La Caisse des Dépôts s’associe à deux industriels, le fournisseur de solutions interactives pour la télévision Netgem, et Océinde, premier acteur du très haut débit à La Réunion, pour donner naissance à un nouvel opérateur triple play (Internet, téléphone, télévision).
Baptisé Vitis, la nouvelle entité est valorisée 21 millions d’euros et détenue à 55 % par Netgem, 33 % par la Caisse des Dépôts et 12 % par Océinde. Son ambition est de devenir l’opérateur de référence pour les zones couvertes par les Réseaux d’initiative publique (RIP) en fibre optique, autrement dit les zones rurales délaissées par les poids lourds des télécoms. «Vitis va permettre d’accroître l’attractivité des RIP et d’accélérer le déploiement commercial du très haut débit, a déclaré Gabrielle Gauthey, directrice des investissements et du développement local de la Caisse des Dépôts. L’offre de contenus de Vitis repose sur des actifs technologiques solides grâce à̀ l’expertise de ses deux co-actionnaires industriels.» Vitis s’appuie en effet sur le catalogue de Netgem, connu sous la marque Videofutur, pour inclure dans son offre près de 20 000 films et séries en vidéo à la demande.
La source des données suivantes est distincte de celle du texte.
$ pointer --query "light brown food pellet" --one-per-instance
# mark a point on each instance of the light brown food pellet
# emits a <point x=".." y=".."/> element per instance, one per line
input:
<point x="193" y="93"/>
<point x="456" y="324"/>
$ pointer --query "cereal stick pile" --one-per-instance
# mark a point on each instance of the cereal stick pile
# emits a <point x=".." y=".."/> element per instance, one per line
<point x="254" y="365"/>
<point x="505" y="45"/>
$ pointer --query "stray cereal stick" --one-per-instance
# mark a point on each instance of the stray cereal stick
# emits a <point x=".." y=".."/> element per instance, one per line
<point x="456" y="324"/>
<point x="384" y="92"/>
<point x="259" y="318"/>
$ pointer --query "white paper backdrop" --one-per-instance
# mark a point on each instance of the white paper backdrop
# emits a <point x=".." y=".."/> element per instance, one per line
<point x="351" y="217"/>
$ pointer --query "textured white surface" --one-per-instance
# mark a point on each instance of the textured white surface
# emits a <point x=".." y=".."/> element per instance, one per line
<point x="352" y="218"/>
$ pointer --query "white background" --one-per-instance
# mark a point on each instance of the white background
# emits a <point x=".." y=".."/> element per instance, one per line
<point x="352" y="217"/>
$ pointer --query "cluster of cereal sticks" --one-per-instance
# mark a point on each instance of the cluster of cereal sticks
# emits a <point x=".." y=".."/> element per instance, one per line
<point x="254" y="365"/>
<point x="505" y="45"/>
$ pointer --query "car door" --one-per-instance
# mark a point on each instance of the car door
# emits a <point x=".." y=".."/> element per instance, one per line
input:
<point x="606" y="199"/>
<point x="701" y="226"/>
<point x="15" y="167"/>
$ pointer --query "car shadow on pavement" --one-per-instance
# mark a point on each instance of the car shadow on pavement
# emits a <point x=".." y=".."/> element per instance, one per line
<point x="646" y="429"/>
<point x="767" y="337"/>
Commercialisé à un tarif unique de 39,90 euros par mois, l’abonnement comprend une connexion internet très haut débit (1Gb/s), la téléphonie en illimité et une box TV et cinéma donnant accès aux programmes à la demande. Les actifs apportés par Netgem permettent d’ores et déjà à la nouvelle entité de disposer de partenariats avec des fournisseurs d’accès internet comme Monaco Telecom, Netplus (Suisse), Post (Luxembourg) et Zeop (La Réunion), et de s’appuyer sur une base d’abonnés de 150 000 personnes. C’est également un ancien de Netgem, Mathias Hautefort, qui assumera désormais la présidence de Vitis. Il officiait jusqu’à présent comme directeur général délégué en charge de Videofutur, et affiche près de quinze années d’expérience dans les secteurs des télécoms et des média. Latournerie Wolfrom Avocats conseille la Caisse des Dépôts et Consignations avec Caroline Basdevant-Soulié, associée, et Camille Baudin en corporate, Marie-Hélène Tonnellier, associée, et Corentin Pallot en propriété intellectuelle, Térence Cabot, associé, en droit des communications électroniques, Sarah-Jane Mirou, associée, et Elodie De Cock en droit du travail et Pauline de Lanzac, associée, en droit de la concurrence. Solferino Associés accompagne Netgem et Vitis avec Fouad Bellaaroussi, associé, et Marie-Plassart. Paul Hastings épaule Océinde avec Etienne Mathey, associé, et Charlotte Pennec en corporate.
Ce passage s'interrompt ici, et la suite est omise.